Computer Science; Programming Language; Software Engineering
Applied linguistics is a linguistics subfield that focuses on solving the linguistics problems of daily life. Areas of interest include language learning, language preservation, and automated linguistic tools. Applied and computational linguistics overlap in the design of algorithms and computer programs for educational and commercial applications.
Applied linguistics seeks to address real-world language issues. While its emergence predates computer science, modern applied linguistics overlaps with computational linguistics. In particular, computer science tools are useful for modeling linguistic concepts and creating automated translation tools. Applied and computational linguistics research has produced many Internet-based language learning programs, as well as programs that allow machines to recognize and respond to linguistic cues.

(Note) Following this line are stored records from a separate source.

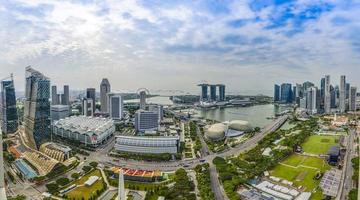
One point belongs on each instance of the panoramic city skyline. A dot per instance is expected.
(137, 43)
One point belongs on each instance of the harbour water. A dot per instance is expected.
(259, 115)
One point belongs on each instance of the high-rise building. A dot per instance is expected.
(159, 109)
(302, 103)
(88, 107)
(322, 93)
(352, 99)
(312, 100)
(307, 85)
(276, 93)
(332, 97)
(115, 106)
(121, 189)
(213, 92)
(91, 94)
(8, 107)
(146, 120)
(36, 108)
(142, 94)
(298, 93)
(221, 92)
(286, 93)
(327, 101)
(58, 112)
(104, 89)
(65, 100)
(347, 90)
(54, 96)
(2, 171)
(342, 97)
(204, 92)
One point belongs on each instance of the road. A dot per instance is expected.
(347, 168)
(216, 186)
(101, 154)
(204, 148)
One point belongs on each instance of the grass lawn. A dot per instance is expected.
(84, 191)
(301, 170)
(319, 144)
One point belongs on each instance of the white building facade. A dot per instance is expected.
(115, 106)
(146, 121)
(91, 131)
(154, 145)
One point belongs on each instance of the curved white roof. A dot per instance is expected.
(240, 125)
(216, 131)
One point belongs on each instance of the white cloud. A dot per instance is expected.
(106, 38)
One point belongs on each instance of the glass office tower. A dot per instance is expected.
(37, 108)
(8, 107)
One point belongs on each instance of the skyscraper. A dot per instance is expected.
(276, 93)
(142, 99)
(104, 89)
(221, 92)
(347, 90)
(307, 85)
(322, 93)
(213, 92)
(312, 100)
(115, 106)
(54, 96)
(2, 171)
(352, 99)
(91, 94)
(327, 101)
(8, 107)
(298, 93)
(65, 100)
(286, 93)
(36, 108)
(342, 97)
(88, 107)
(121, 189)
(332, 97)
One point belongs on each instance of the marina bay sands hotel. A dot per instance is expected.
(205, 97)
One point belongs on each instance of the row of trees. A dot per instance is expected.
(239, 170)
(204, 183)
(183, 188)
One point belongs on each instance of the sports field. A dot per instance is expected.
(84, 192)
(301, 170)
(319, 144)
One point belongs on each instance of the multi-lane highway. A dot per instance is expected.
(101, 154)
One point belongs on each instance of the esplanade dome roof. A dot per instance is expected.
(240, 125)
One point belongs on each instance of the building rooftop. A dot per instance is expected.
(84, 124)
(334, 150)
(60, 107)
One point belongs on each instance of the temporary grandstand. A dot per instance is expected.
(56, 151)
(43, 163)
(25, 169)
(139, 175)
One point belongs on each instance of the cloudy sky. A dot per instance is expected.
(246, 44)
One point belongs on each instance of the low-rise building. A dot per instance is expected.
(146, 121)
(91, 131)
(58, 112)
(143, 144)
(56, 151)
(334, 154)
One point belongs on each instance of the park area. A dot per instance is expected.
(320, 144)
(87, 192)
(301, 170)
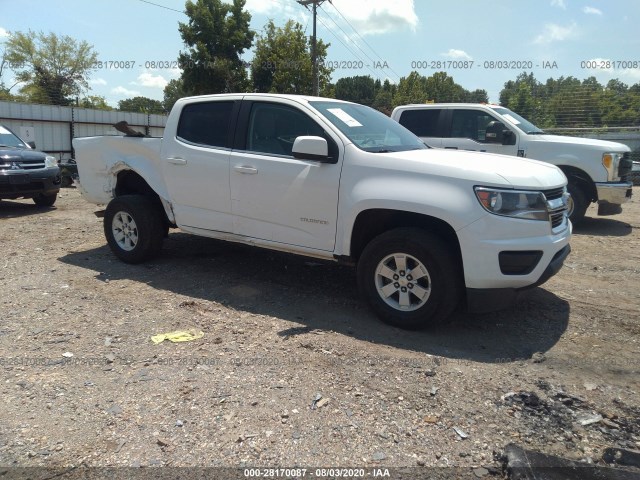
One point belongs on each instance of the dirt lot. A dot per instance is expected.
(281, 330)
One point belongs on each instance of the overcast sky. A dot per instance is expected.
(381, 38)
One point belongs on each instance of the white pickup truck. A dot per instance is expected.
(598, 171)
(429, 230)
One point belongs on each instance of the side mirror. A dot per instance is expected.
(495, 132)
(508, 138)
(311, 148)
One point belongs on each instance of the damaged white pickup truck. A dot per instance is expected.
(429, 230)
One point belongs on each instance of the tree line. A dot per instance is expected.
(53, 69)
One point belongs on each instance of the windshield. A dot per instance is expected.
(367, 128)
(8, 139)
(516, 120)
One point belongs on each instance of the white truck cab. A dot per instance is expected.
(598, 171)
(429, 230)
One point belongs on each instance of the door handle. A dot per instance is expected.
(245, 169)
(177, 160)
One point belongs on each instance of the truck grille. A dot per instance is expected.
(21, 164)
(624, 169)
(556, 215)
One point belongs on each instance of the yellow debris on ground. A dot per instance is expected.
(178, 336)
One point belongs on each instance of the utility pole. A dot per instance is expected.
(314, 55)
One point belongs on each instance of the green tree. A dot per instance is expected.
(216, 35)
(411, 89)
(94, 101)
(173, 91)
(282, 61)
(141, 105)
(441, 88)
(55, 69)
(359, 89)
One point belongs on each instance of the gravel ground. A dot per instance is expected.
(293, 369)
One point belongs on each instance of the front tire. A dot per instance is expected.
(578, 203)
(410, 278)
(43, 200)
(134, 228)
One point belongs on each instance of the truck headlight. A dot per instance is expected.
(50, 162)
(513, 203)
(611, 162)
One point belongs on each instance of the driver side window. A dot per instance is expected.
(273, 128)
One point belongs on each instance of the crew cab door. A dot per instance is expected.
(467, 129)
(195, 165)
(274, 196)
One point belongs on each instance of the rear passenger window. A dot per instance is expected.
(206, 123)
(423, 123)
(470, 124)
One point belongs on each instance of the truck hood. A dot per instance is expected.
(589, 143)
(11, 154)
(480, 168)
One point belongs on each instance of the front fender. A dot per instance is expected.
(451, 202)
(100, 159)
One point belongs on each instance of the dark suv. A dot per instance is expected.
(25, 172)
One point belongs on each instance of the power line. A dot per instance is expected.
(347, 35)
(362, 38)
(375, 74)
(162, 6)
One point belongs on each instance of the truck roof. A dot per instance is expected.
(299, 98)
(454, 105)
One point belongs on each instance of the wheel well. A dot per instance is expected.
(582, 179)
(129, 182)
(371, 223)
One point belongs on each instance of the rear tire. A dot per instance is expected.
(410, 278)
(134, 228)
(578, 203)
(43, 200)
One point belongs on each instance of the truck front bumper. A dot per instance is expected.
(614, 193)
(503, 256)
(481, 300)
(29, 183)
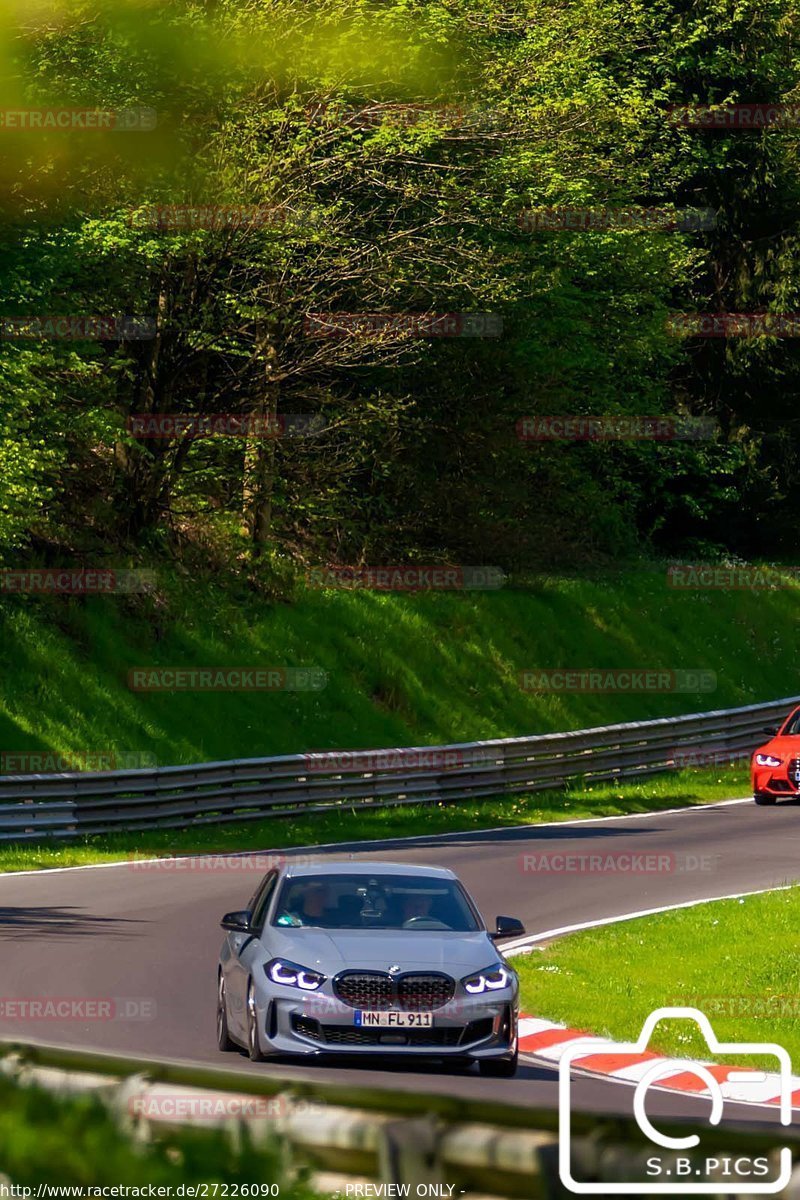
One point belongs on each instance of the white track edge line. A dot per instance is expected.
(386, 843)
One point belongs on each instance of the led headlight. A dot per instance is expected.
(491, 979)
(292, 975)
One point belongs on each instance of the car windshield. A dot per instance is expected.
(376, 901)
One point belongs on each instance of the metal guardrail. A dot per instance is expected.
(66, 805)
(346, 1131)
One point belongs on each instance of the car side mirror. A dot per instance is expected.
(238, 922)
(507, 927)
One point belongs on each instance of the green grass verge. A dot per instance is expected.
(735, 960)
(48, 1139)
(403, 669)
(671, 790)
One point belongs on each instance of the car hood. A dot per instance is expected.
(335, 949)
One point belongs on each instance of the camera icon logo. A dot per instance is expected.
(673, 1171)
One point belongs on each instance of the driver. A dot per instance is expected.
(313, 905)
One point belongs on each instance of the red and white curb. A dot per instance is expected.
(546, 1039)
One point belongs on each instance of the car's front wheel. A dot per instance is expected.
(253, 1041)
(223, 1037)
(499, 1068)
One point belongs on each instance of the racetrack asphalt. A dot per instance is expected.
(151, 934)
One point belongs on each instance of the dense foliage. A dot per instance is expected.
(377, 159)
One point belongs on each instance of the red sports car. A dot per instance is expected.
(775, 767)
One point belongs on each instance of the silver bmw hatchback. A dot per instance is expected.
(355, 959)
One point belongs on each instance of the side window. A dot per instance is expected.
(263, 901)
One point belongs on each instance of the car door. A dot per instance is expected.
(236, 969)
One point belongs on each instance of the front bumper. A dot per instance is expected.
(781, 781)
(473, 1027)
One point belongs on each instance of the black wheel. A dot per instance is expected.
(253, 1041)
(223, 1037)
(499, 1068)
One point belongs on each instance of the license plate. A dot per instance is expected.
(394, 1020)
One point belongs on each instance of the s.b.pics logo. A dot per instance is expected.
(689, 1164)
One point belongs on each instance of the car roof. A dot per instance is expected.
(340, 867)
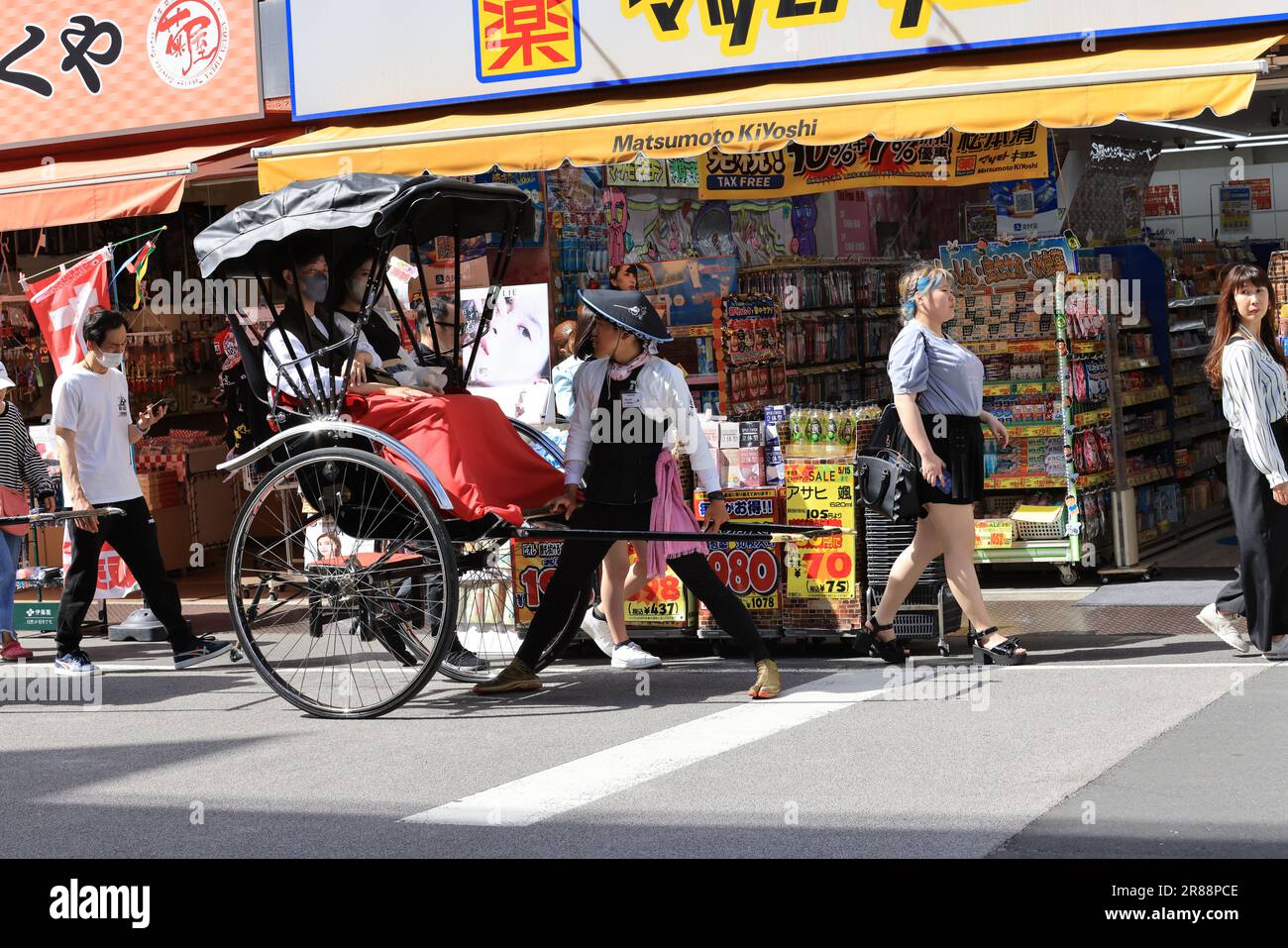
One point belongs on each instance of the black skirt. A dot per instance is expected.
(962, 453)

Applied linguistics was first recognized as a distinct field of linguistics research in the 1950s. However, the application of linguistics knowledge is a far older tradition within academic linguistics. Some of the first applied linguistics departments and organizations in the United States focused on guiding language policy in government initiatives.
Computational linguistics focuses on both applied and theoretical research. It grew out of military efforts in the 1950s to use computers to translate foreign languages, particularly Russian. Computers were widely used in linguistics research by the late 1980s. In the 1990s and 2000s, web-based linguistic applications began to become common.
Linguistics research focuses generally on “natural languages,” which develop “naturally” through human use and refinement. They are distinct from formal languages, such as computer programming languages, and constructed languages, such as Esperanto. Developing better learning materials, both traditional text-based materials and modern software-based materials, is a primary focus of applied linguistics.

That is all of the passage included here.